Opioids: Justin Giovannetti reports Alberta’s newly elected United Conservative government is launching a review of the province’s existing supervised drug-use sites and putting a hold on new locations in the midst of a public health crisis fuelled by opioid abuse.

The review will look at the province’s response to the opioid crisis and attempt to find a balance between the health services provided by Alberta’s half-dozen supervised drug-use sites and community concerns that crime has increased significantly around the sites, according to Jason Luan, the associate minister of Mental Health and Addictions.

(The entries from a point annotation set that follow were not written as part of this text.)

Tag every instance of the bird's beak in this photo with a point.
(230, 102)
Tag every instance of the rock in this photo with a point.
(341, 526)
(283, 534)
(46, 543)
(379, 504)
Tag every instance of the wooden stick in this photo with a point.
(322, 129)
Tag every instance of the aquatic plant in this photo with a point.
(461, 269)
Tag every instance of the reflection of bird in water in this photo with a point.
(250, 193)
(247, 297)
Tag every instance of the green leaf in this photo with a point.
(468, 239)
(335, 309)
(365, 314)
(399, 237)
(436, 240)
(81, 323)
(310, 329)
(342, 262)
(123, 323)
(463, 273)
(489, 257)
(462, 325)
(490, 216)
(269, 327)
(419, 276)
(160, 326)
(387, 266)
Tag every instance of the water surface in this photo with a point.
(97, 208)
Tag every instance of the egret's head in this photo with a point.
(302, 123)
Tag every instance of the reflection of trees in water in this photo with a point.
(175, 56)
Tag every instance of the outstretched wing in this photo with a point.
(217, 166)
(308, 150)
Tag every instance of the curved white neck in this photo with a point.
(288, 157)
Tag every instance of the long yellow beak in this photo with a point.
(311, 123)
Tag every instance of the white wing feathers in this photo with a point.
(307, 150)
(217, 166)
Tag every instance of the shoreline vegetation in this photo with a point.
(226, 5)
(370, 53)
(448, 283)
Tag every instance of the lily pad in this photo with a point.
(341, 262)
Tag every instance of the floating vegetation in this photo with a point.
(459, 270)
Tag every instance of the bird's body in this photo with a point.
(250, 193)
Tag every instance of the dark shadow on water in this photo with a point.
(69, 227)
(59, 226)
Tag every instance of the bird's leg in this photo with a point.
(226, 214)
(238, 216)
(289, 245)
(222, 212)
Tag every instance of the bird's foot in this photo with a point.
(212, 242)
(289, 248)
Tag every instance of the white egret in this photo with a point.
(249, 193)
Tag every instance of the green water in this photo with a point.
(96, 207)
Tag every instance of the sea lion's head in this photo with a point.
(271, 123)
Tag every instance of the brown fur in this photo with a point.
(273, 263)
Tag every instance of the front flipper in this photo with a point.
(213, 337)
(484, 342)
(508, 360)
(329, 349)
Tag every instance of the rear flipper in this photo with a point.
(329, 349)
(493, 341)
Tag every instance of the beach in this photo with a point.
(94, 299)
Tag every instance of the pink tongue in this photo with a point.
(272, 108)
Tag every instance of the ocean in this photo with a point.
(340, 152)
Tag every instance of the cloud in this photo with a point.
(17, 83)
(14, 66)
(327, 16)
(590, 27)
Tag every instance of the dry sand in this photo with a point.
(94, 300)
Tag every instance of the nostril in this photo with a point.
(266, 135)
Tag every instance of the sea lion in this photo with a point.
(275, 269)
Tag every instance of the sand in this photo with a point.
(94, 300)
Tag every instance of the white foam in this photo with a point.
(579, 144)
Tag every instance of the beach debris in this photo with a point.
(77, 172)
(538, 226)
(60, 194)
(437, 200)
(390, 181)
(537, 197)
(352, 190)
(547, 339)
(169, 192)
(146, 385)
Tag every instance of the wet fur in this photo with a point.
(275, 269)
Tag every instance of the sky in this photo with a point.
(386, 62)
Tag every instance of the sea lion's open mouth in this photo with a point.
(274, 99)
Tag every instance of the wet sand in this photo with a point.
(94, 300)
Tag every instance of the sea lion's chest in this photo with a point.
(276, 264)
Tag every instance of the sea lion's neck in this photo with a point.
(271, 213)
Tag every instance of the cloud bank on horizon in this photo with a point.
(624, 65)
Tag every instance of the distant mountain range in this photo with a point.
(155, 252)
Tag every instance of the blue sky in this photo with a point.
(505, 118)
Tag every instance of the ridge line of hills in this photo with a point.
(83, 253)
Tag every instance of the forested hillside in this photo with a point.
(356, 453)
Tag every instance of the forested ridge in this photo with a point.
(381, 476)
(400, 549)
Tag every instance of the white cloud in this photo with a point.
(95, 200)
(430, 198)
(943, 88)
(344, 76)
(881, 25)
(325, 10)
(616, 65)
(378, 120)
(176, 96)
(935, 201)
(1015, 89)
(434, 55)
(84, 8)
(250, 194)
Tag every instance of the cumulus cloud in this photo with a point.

The move is similar to one undertaken by Ontario’s Progressive Conservative government. That province has capped the number of supervised drug-use sites in certain areas and has required operators to shift their focus to providing more treatment services.

Meantime, Statistics Canada reported this week the life expectancy in Canada has stopped increasing for the first time in more than four decades, due largely to soaring overdose deaths in the Western provinces.

Legislature scandal: The turmoil surrounding the office of B.C.'s Speaker erupted once again this week with news that Speaker Darryl Plecas had a private forensic team collect data from the computers of two senior legislative officers – the acting Clerk of the House and the acting Sergeant-at-Arms.

Mr. Plecas maintains he is simply “safeguarding data” after the previous, permanent occupants of those offices were marched out of the legislature last year and placed on leave.

The Opposition Liberal house leader released notes of a meeting between the three house leaders and Mr. Plecas that quotes him as referring to a report written by retired Supreme Court of Canada chief justice Beverly McLachlin about spending irregularities at the legislature as “pathetic” and “stupid."

Liberal House Leader Mary Polak described his behaviour as bullying, but Mr. Plecas said he did not act inappropriately.

Premier John Horgan said there are no plans to attempt to replace Mr. Plecas with another Speaker.

Outside prosecutor: Alberta’s crown prosecutors are bringing in an out-of-province counsel to help direct an ongoing RCMP investigation into the ruling United Conservative Party that could involve both Premier Jason Kenney and his justice minister.

The race has been marred by allegations Mr. Kenney’s campaign worked to prop up a “kamikaze candidate” who helped defeat the Premier’s main rival, former Wildrose Party Leader Brian Jean, as well as serious irregularities in the ballots cast in the race. The RCMP has questioned people in both Edmonton and Calgary, and Alberta’s elections commissioner has levied nearly $90,000 in fines so far as a parallel investigation continues.

Carbon tax: The Saskatchewan government has filed notice that it is taking its challenge of the federal carbon tax to the Supreme Court of Canada. Justice Minister Don Morgan says the province will ask the high court to rule on whether the tax is constitutional and whether Ottawa has the jurisdiction to impose it. Saskatchewan’s Court of Appeal ruled in a split decision earlier this month that the tax is constitutional.

Opinion:

Gary Mason on tough times in the B.C. forestry sector: “There are some difficult days ahead for many in the province. Along with the expected forest fires this summer, some forest companies could go up in smoke, too.”

Senator Elaine McCoy on the tanker ban legislation: “Passing legislation from the House of Commons should not be a perfunctory practice, carried out even when the evidence shows that lasting damage may be done. The Senate needs to fulfill its role and stand up for the constitutional rights of Canadians. It’s time to stop Bill C-48.”

Editorial board on Alberta’s oil habit: “A better legacy for Mr. Kenney would be that of the politician who had the foresight to see beyond the election cycle, and the courage to tell Albertans that now is the time to start putting away money for a very different future.”